As far as changing over to gear driven cams on a TC, there are two things that are critical to doing the job correctly. First is pinion shaft runout and second is proper gear lash. Pinion shaft runout must not exceed 0.003". If it does, you cannot run gear driven cams. Your only options are to have the flywheels retrued, or go with the new roller chain and hydrualic tensioners.
Gear lash is the amount of clearance between the teeth of two gears when they fully mesh. Other than tooth angle there are three important dimesions on a gear. They are the, major, minor, and pitch diameters. Major diameter is the largest diameter, measured point to point on the teeth. Minor is the smallest diameter, measure at the bottem of the teeth. Pitch diameter is measured using specific size gage pins set in the V groove of the teeth, this is the dimesion that controls gear lash. Excessive gear noise is a result of improper gear lash. Proper gear lash is 0.0005-0.001".
If the gear lash is to tight you will hear a definate whirring sound, kinda like an open belt primary. If the gear lash is to loose, you will hear a clicking sound like a bad lifter.

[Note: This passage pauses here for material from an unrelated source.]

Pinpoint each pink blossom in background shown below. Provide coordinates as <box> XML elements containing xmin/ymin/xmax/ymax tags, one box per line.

When the cam comes around and moves the push rod up there is pressure agaisnt that side of the cam until the lobe is in the verticle positon. When the cam goes past the high side the push rod puts pressure on the the cam in the opposite direction. This reverse pressure is what cause the clicking sound when the gears lash is to loose.
If the gears are to tight you will get excessive gear wear, and of course all the metal shavings will end up in your oil pump. If you have a combination of to much runout and tight gear lash you can blow out a bearing or break the teeth on the gears. Loose gears will be noisey and throw your valve timing off a little. S&S makes US & OS gears so you can get the proper gear lash.

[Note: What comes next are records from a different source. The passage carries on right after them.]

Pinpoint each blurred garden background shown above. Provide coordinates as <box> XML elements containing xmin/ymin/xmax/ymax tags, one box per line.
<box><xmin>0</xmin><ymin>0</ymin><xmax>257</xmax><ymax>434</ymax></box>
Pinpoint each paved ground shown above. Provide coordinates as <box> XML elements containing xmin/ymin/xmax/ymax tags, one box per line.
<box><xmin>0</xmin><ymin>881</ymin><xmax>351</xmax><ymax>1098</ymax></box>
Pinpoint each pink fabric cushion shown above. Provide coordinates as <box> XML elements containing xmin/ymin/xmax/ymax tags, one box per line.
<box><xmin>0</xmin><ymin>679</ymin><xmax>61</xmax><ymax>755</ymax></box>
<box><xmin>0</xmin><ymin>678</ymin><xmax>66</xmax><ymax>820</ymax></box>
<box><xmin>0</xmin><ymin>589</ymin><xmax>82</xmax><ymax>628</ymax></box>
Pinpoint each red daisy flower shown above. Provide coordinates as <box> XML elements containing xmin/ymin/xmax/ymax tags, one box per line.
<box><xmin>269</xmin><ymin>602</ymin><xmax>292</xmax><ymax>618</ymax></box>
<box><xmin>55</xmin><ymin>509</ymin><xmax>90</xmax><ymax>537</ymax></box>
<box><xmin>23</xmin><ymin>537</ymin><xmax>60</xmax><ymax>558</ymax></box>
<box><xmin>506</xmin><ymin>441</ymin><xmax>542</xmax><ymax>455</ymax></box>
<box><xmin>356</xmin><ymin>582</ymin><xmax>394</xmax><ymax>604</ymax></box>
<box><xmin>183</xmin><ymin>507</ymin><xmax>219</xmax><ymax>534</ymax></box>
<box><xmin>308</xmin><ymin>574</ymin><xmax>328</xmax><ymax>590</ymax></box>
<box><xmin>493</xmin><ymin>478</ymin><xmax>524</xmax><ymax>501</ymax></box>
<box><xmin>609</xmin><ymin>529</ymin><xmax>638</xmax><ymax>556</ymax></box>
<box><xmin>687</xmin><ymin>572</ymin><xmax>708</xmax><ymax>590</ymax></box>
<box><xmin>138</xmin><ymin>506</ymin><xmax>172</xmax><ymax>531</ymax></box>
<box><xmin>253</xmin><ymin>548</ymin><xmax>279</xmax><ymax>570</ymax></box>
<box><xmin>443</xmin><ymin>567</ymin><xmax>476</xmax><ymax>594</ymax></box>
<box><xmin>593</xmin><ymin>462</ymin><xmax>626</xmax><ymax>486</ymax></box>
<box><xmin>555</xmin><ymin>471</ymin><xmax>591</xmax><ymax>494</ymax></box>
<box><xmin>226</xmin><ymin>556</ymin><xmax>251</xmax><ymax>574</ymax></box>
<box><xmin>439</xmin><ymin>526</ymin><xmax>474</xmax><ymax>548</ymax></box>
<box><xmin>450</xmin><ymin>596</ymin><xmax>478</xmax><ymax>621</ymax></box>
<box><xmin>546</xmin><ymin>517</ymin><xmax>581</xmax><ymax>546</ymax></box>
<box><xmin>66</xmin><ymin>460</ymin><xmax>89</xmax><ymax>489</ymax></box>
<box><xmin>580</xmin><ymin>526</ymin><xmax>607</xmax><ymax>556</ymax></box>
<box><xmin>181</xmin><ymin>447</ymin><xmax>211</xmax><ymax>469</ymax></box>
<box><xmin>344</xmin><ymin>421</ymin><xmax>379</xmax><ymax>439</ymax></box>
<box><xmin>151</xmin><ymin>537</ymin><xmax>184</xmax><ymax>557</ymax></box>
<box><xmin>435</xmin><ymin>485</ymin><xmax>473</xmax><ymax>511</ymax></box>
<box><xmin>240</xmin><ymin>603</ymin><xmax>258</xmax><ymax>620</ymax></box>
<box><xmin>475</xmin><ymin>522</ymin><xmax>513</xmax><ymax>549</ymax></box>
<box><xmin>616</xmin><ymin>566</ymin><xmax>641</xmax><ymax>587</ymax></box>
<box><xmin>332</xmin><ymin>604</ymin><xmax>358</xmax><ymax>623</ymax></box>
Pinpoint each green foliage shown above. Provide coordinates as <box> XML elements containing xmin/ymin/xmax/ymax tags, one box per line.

If everything is installed correctly you will not really notice much difference in sound. However, because you are meshing gear teeth together you will hear a slight mechanical sound at idle. When your cruising your pipes will overide that. I installed gear driven cams in my 02' Heritage last year and really don't notice a sound issue. My pinion shaft runout was 0.0015". What you will notice is a nice improvement in performance. I bumped the cam up a little to the Andrews 26G. Even if you go with stock cams you will notice a change. You will automatically pick up 4hp. That's how much it takes to turn the stock cams with the chain and tensioner shoe setup. You will also notice immediate throttle response, no hesitation. Hope this long winded discertation helps answer your concerns.